Your car is able to make a number of insanely annoying and unnerving noises. These include squeaks, squeals, knocks, thunks, grinding sounds, buzzing, sighing, clanking — and our personal favourite, the rattle.
When a rattle strikes, this quick guide is designed to point you in the right direction.
Two key questions — where and when?
Knowing what part of the car the rattle is coming from is a great first step in diagnosing the cause. Obviously, this is much easier if the noise appears when the car is stationary. The exhaust is often a source of stationary rattles; the engine bay is another. We’ll look more at these in a second.
Intermittent rattles, or ones that only happen on the move, are much harder to pin down. A passenger can come in handy here to provide another pair of ears.
Just as important is knowing when the rattle appears (and when it doesn’t). Ideally, you want to know if the rattle appears when:
- the car is stationary, moving or both
- the car is on rough road surfaces or going over bumps
- the engine is idling, accelerating or both
- the engine is cold, warm or both
These are all clues for you or your mechanic.
If you’ve got at least some idea of where and when, let’s get into some of the common causes of rattles.
Cause one: loose objects or cabin fixtures
It’s surprising how often a rattling noise turns out to be nothing more than something jiggling about in the car’s cabin.

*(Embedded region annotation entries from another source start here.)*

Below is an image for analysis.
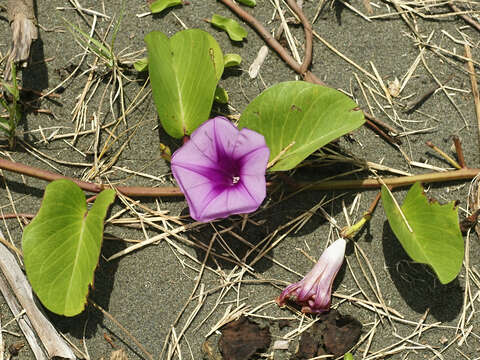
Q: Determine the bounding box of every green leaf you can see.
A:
[211,14,247,41]
[133,58,148,72]
[382,182,464,284]
[238,81,365,171]
[237,0,257,7]
[145,29,223,138]
[215,86,228,104]
[223,54,242,68]
[150,0,183,14]
[22,180,115,316]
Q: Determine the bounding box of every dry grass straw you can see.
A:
[0,0,480,360]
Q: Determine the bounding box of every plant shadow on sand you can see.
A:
[382,221,463,322]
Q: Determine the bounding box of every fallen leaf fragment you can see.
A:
[295,310,362,360]
[218,316,271,360]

Cups in cupholders, pens in gloveboxes, coins, keys…the list is endless. Hard plastic surfaces in your car can act as a nice sounding board, magnifying all tiny rattles into bigger ones. Likewise, the boot can be another treasure trove of rattly objects.

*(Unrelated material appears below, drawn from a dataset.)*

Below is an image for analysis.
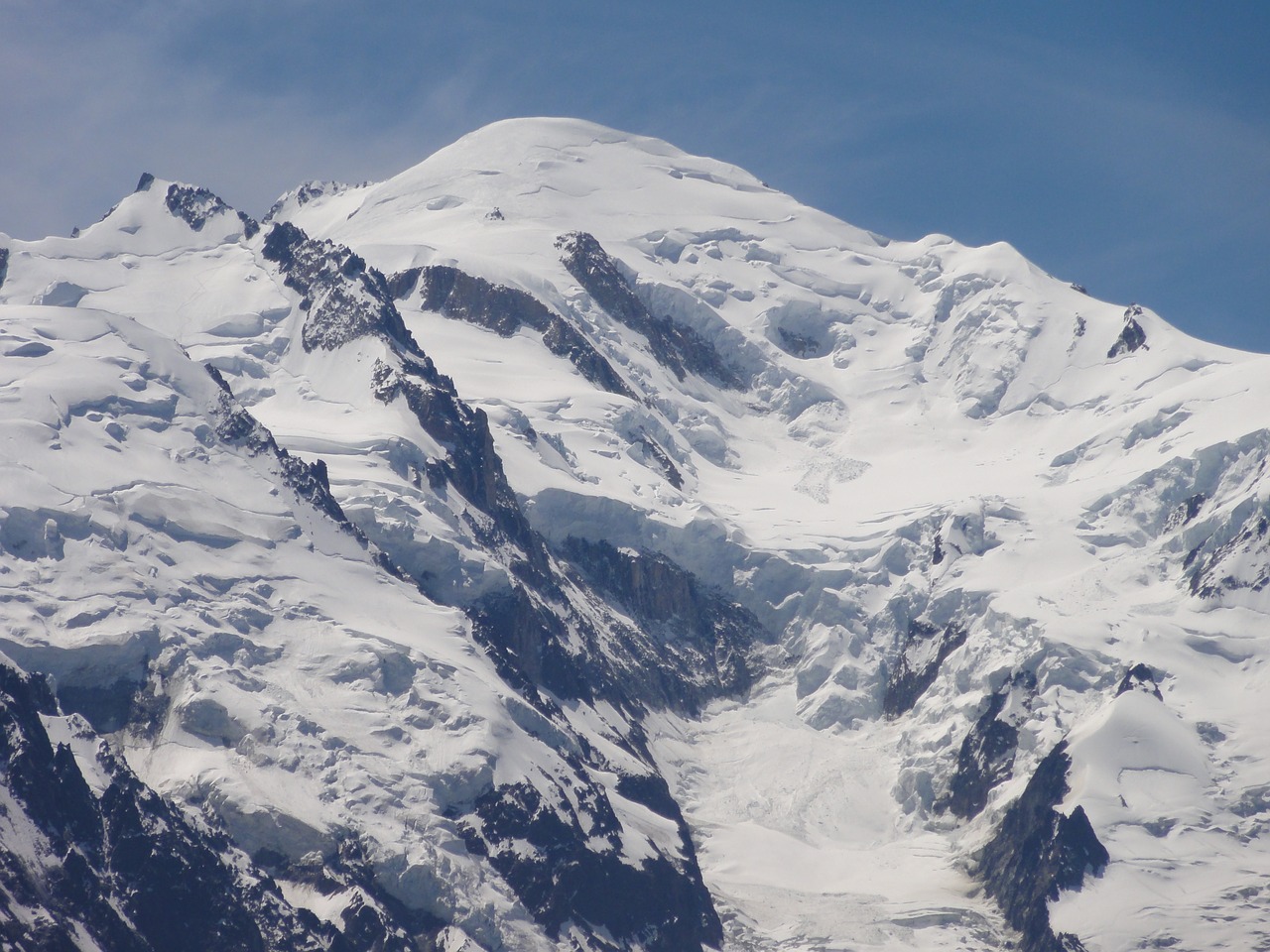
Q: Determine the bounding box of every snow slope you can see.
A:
[0,119,1270,951]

The car’s internal fixtures will often rattle too, including windows, speakers, fascia and so on.
These are the best type of rattles as they are so painlessly resolved. The only bad news is that they often only start once you’re at a certain speed, making them hard to trace.
Cause two: the exhaust system
If there’s a rattle coming from under the car when you’re driving, it may be your exhaust. This is usually because a mount or bracket is failing and the exhaust is jiggling around, or because something is touching the exhaust system.
Alternatively, if the rattle from under the car is worse when you start up, it could mean that your catalytic convertor is on the way out. In this case, the rattling results from bits breaking off the mesh inside the convertor.
Cause three: the suspension
Rattling noises that appear when you’re driving over bumps, or on uneven surfaces, are often down to the suspension. These rattles can disappear once you speed up a bit or when the going gets smoother.
The culprits may be the drop links (e.g. if they’ve snapped), worn bushes or corroded shock absorbers.
Cause four: the transmission
Rattling noises on acceleration can be due to an unhappy transmission. For example, low levels of transmission fluid can lead to rattling — and that’s something that needs swift attention.
If your car’s an auto, a rattle that appears with low speed acceleration can mean the torque convertor is grumbling and might be nearing the end of its life. In some manual cars, it could be the DMF (dual mass flywheel). If that’s the case, the rattle should disappear when the clutch is depressed.
Cause five: something in the engine bay
Where do we start? Rattles coming from under the bonnet have many causes and are beyond what we can describe in a quick read. They include things like ignition system faults, faulty ignition timing, drive or timing belts, insufficient oil pressure, faults with valve lifters and so on.
Unless you’re pretty clued-up mechanically, diagnosing engine bay rattles via blog post isn’t straightforward, so we think a better option is to seek out expert advice.